The top sides are now handily primed

The first set of pieces went while wondering how this could work nicely but the rest were just a breeze. That spray primer is really handy because after five minutes of drying you can replace the pieces and handle them. I got all the pieces I was working on painted in a bit over half an hour and most of the extra time went because I got stuck at the computer. I found something for my next BattleTech-related project...

After that, somewhat unsurprisingly, I went to paint all those pieces with Dunkelgelb. For some really strange reason my Vlad Tepes -inspired rig didn't work at this point anymore. All the sticks were loose and wobbled annoyingly, unable to withstand the air pressure from the airbrush. That caused some worse than mild swearing. As a fallback method I just stuck the pieces in pairs on strips of tape and went painting.
My idea worked nicely and was handy, but I have to improve my implementation a bit to make it more stable.

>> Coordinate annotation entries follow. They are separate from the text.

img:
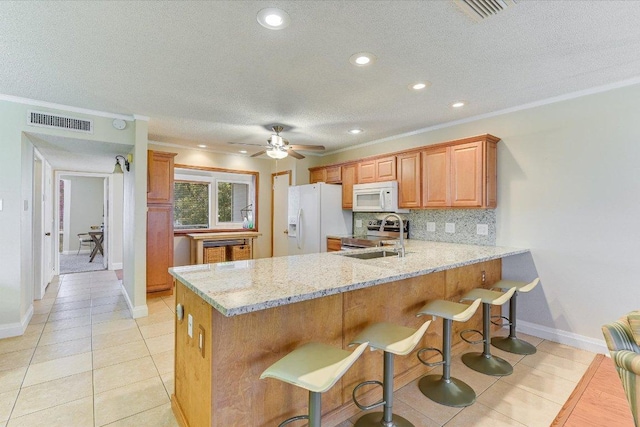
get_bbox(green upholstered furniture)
[602,311,640,426]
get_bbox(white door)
[271,171,291,256]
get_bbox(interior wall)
[67,176,105,254]
[325,85,640,345]
[0,98,138,338]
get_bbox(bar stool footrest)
[351,380,387,411]
[416,347,444,368]
[460,329,484,344]
[491,316,511,328]
[278,415,309,427]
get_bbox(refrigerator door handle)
[296,208,302,249]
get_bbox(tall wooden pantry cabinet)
[147,150,176,295]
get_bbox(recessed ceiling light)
[349,52,376,67]
[257,7,291,30]
[409,81,431,90]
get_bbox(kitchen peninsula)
[170,240,527,427]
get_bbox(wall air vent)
[29,111,93,133]
[453,0,516,22]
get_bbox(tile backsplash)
[353,209,496,246]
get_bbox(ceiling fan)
[229,125,324,159]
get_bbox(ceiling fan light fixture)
[257,7,291,30]
[349,52,377,67]
[409,81,431,91]
[267,147,289,160]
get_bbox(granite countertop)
[169,240,529,317]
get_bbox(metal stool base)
[491,337,537,356]
[418,375,476,408]
[462,353,513,377]
[353,412,415,427]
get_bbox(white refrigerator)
[287,182,352,255]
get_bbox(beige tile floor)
[0,271,595,427]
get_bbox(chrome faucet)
[380,214,404,258]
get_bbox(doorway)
[271,170,291,256]
[56,173,108,274]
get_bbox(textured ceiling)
[0,1,640,159]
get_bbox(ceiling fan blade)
[227,141,264,147]
[288,145,325,151]
[287,149,304,159]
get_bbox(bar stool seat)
[417,298,480,407]
[460,288,516,376]
[491,278,540,355]
[260,342,368,427]
[350,320,431,427]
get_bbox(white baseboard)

Next time it'll be useful for a bit more than just the first round.

The hull halves, doors and the rest of the items got their first paint coat in a couple of rounds. Nothing dramatic to share, my propellant bottle just got too cold while painting and no paint came out of the airbrush after that so I had to postpone the painting for the next day. Maybe I just don't know how to work with these things. In any case, I'll seriously consider going for a compressor because airbrushing is pretty fun and works nicely as far as I can tell. Of course there are many things I don't have the skills for (what a surprise) so I'd still be using my paintbrushes quite a bit in the foreseeable future.
At some point I would be more than interested in trying how that device works while painting some 3rd Falcon Talon Cluster's Omnimechs, AeroSpace Fighters and Elementals 8) Painting a freehand green-gray camo shouldn't be anything too odd or difficult. All the jade green highlights and such would obviously be painted by hand, as I believe that's a lot faster than first masking 95% of the miniature just to get to paint a couple of small patches of its surface.

There is some yellow but the lighting conditions sucked

The main source of excitement on Monday evening was my silly idea of trying out the colour modulation. After the whole hull was painted with one flat colour, it's a simple thing to mix a bit of a darker colour to the same paint (in this case I added a couple of droplets of Vallejo Model Air's Grey Black in the same line's Dark Yellow paint) and sprayed that slightly darker paint on the lower parts of the lower hull to emphasize the "this is shadowed" effect. Should this thing work, I'll just mix a bit of white in the Dunkelgelb and then spray some of that mixture from Zenith on the model to create a sort of a "the sun is shining" effect. We'll see how that goes a bit later, but here's some work in progress material:

That's how I left the lower hull in the evening. The end result will be seen when it's complete.

The rest of the wheels and other things I've needed so far are drying here, waiting for the next step:

Next I shall connect the hull pieces together. I have to be cautious with those assault doors in the rear, though. After that I'll weather and pigmentify the lower hull a bit and only after that I'll assemble the wheels and the track. When that's done, it'll be painted, weathered and then I shall go for the rest of the pieces for the outer hull.
The reason why I'm going to do it like this because otherwise the tracks+wheels will be a pain in the arsch to fix, paint and weather nicely, I don't know why the instructions usually tell to do these things in a more difficult way. At least I think that's a more difficult way and many people I've read/heard about do the tracks last. I assume it'll be better this way.